Le protocole de bascule
Utiliser la réserve, ensuite, tient en un enchaînement simple. Quand ça bloque : ne pas pousser, ne pas scroller. Vérifier d'abord si l'on peut agir utilement tout de suite — si oui, une chance, on le fait. Sinon, on note où l'on en est, et l'on bifurque : vers un autre front, ou vers la réserve. On travaille là, on préserve l'élan. Et l'on revient plus tard sur le problème resté bloqué, avec une énergie neuve, un regard reposé, parfois une solution rapportée d'ailleurs.
Ce va-et-vient n'est possible qu'à une condition, et c'est le lien avec la discipline dont je parlais dans un autre texte : pour pouvoir quitter un problème sans le payer au retour, il faut le laisser dans un état propre et noter précisément où l'on s'est arrêté. Sans cette hygiène, chaque bascule coûte un temps fou de reconstruction, et le jeu n'en vaut plus la chandelle. C'est le filet qui rend le saut réversible. Bifurquer, ce n'est pas abandonner — à condition d'avoir consigné le point de reprise avant de partir.
Et quand le verrou finit par céder — souvent au retour, rarement pendant qu'on forçait —, il faut filer l'avantage : enchaîner dans la foulée, régler les petites choses restées en suspens tant que l'élan est là, plutôt que de s'arrêter au milieu du gué.

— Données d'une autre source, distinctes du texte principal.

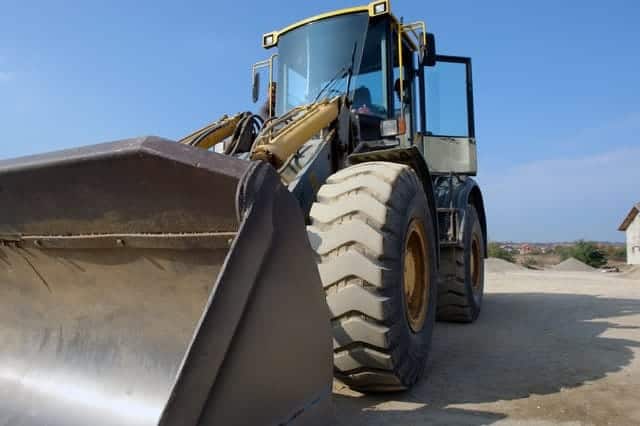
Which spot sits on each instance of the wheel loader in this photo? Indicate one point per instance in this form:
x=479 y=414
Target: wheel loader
x=226 y=278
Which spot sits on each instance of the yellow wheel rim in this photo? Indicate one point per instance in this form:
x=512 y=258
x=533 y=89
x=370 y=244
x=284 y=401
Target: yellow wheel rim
x=416 y=276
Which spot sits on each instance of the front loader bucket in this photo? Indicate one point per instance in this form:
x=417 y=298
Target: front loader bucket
x=145 y=282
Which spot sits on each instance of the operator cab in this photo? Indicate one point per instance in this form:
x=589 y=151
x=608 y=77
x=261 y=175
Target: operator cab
x=401 y=93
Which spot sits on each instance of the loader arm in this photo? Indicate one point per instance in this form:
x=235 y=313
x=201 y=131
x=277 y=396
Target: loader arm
x=214 y=133
x=284 y=136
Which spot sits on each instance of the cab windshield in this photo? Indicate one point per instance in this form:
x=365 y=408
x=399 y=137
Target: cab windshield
x=313 y=60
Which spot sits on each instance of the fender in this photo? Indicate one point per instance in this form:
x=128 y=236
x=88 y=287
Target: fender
x=411 y=157
x=455 y=192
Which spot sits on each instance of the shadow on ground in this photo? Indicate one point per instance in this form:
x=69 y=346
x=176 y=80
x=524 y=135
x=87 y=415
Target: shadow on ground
x=523 y=344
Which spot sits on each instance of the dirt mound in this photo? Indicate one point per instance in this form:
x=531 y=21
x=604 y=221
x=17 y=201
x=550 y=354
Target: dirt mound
x=493 y=264
x=633 y=273
x=573 y=265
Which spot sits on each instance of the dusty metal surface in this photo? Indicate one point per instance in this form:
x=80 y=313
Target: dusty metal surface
x=144 y=282
x=96 y=336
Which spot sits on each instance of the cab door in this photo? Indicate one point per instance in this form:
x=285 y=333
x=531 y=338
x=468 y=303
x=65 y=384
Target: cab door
x=449 y=137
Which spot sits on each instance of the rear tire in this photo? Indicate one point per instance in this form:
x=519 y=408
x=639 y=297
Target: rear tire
x=462 y=285
x=372 y=231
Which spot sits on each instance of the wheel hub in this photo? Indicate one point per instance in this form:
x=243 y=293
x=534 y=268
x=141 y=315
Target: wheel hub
x=476 y=258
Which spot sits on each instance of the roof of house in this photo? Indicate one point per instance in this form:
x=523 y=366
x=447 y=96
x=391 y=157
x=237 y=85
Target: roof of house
x=632 y=215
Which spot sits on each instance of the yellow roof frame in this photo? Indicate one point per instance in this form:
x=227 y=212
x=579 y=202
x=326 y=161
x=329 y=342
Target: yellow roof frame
x=270 y=40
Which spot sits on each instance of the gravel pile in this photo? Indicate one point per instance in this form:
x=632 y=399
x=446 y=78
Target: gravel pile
x=633 y=273
x=573 y=265
x=493 y=264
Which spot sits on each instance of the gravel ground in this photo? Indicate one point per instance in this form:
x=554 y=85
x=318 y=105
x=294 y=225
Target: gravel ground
x=549 y=348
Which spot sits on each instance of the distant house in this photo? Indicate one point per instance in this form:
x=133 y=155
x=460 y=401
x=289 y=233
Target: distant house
x=631 y=225
x=525 y=249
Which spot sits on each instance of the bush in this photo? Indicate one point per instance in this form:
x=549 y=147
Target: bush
x=495 y=250
x=530 y=262
x=585 y=252
x=618 y=253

Ce que je crois avoir compris
Ce que j'ai fini par comprendre, c'est que « décrocher » et « se disperser » ne sont pas les fautes de volonté qu'on nous a appris à y voir. Bien orientés, ce sont des manœuvres. Le blocage cesse d'être un mur devant lequel on s'épuise ou on fuit ; il devient un aiguillage — le moment précis où l'on quitte un rail saturé pour un autre qui avance, pendant que le premier, tout seul, se répare.
Rien de ce mécanisme n'est vraiment neuf : ni l'incubation, vieille d'un siècle, ni le carnet d'observations, vieux de plusieurs. Ce que j'en tire n'est qu'un branchement — relier le blocage à une réserve constituée d'avance, et laisser ce simple geste décharger, incuber et polliniser à la fois. Mais c'est ce branchement qui, chez moi, a changé la nature des moments où ça coince : d'une source d'acharnement et de culpabilité, ils sont devenus le signal presque agréable qu'il est temps de bifurquer.